= William Duncombe (composer) =

English composer

William Duncombe (ca. 1736-1738 - 30 November 1818, or 1819) was an English composer. He was an organist in Kensington.

He is mainly known by a few small piano pieces (especially a Sonatina in C Major and the Fanfare or Fanfare Minuet) that are still reprinted in pedagogical collections. They are probably excerpts of the Progressive lessons for the harpsichord and piano forte, published in 1778 (or 1785).

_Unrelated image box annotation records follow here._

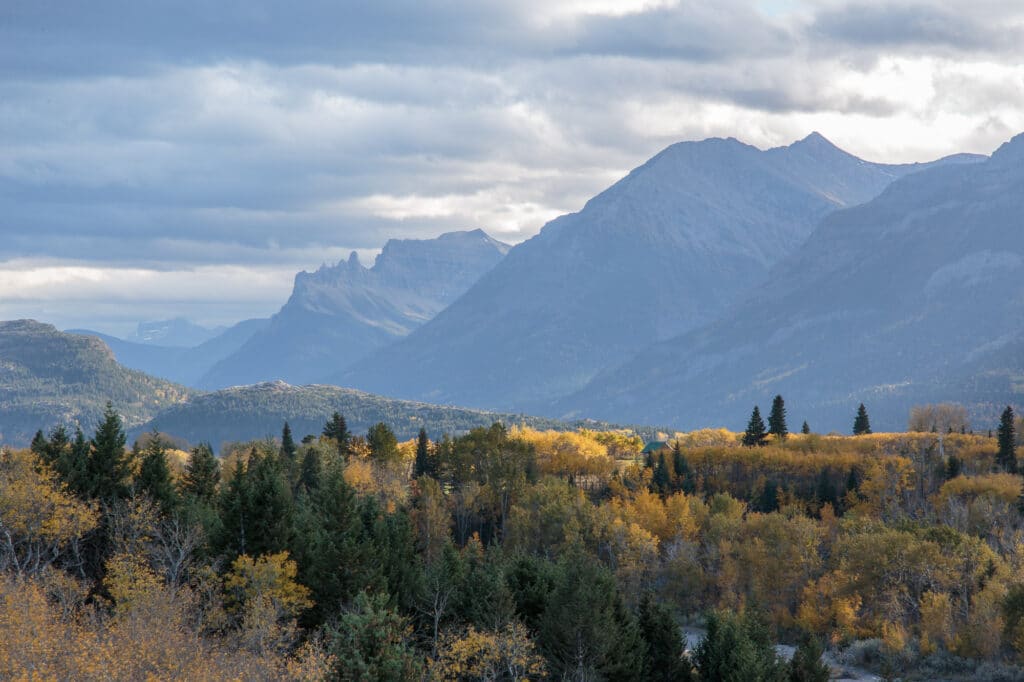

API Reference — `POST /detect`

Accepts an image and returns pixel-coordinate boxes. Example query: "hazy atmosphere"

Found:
[6,0,1024,335]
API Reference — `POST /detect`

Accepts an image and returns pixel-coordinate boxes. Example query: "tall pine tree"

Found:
[768,395,790,440]
[85,402,131,503]
[853,402,871,435]
[413,428,437,478]
[742,406,768,447]
[638,592,692,682]
[181,442,220,503]
[135,431,178,512]
[281,422,299,467]
[995,406,1017,473]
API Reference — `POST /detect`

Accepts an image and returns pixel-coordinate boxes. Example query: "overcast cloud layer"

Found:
[0,0,1024,334]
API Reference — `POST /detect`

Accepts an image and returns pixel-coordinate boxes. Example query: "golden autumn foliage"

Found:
[0,577,331,682]
[430,623,547,682]
[0,450,99,574]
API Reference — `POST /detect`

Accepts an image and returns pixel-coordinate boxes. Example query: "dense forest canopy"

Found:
[6,398,1024,680]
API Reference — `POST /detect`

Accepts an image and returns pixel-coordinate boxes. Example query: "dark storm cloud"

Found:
[0,0,1024,329]
[811,2,1024,52]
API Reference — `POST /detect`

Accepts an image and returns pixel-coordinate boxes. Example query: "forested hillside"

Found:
[332,134,978,409]
[6,398,1024,682]
[132,381,598,445]
[0,319,189,443]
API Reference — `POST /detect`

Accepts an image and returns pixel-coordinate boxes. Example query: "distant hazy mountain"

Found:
[562,135,1024,431]
[125,317,225,348]
[337,134,974,411]
[132,381,585,447]
[0,319,188,445]
[68,319,270,386]
[200,229,509,388]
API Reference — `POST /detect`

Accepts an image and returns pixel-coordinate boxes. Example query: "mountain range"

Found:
[333,133,977,411]
[558,135,1024,430]
[197,229,509,388]
[0,133,1024,437]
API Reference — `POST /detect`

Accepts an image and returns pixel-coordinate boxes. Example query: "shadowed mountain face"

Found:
[199,229,508,388]
[68,318,270,386]
[559,135,1024,431]
[344,134,975,410]
[0,319,188,445]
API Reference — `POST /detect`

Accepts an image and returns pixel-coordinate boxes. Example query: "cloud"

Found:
[0,0,1024,331]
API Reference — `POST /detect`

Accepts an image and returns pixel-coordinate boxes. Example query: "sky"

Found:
[0,0,1024,336]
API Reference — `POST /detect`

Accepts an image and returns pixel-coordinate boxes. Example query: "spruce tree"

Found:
[218,454,250,557]
[62,427,92,497]
[638,592,692,682]
[181,442,220,503]
[995,406,1017,473]
[413,428,437,478]
[650,451,672,495]
[324,412,352,457]
[281,422,299,468]
[693,611,788,682]
[742,406,768,447]
[853,402,871,435]
[86,402,131,502]
[768,395,790,440]
[246,447,294,556]
[135,431,178,512]
[299,447,322,493]
[29,429,50,457]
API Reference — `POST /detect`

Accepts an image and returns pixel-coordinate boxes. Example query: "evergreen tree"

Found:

Duncombe is frequently confused with the writer William Duncombe (1690 - 1769).

==Works==
- First Book of Progressive Lessons for the Harpsichord and Piano Forte – London : J. Bland, n.d. [1778]
- Second Book of Twelve Progressive Lessons for the Harpsichord or Piano Forte – London : J. Bland, n.d. [1778]
- The Favorite Air, of God save the King, with variations for two performers on one piano forte, or harpsichord – London, [1792]
- An hymn to be sung by the charity children of Kensington, at their parish church, on Sunday, 15 December 1793, after a sermon preached in the Morning by the Rev. Archer Thompson, A.B. Chaplain to the Bishop of Bristol, Joint Morning Preacher of Portman Chapel and St. James's Chapel, Tottenham-Court-Road, and Vicar of Thatcham, Berks. The Music by Mr. Duncombe − [London]: Martin, Kensington, [1793]
- What tho' the sun withdraws his ray – London, n.d. [1760?]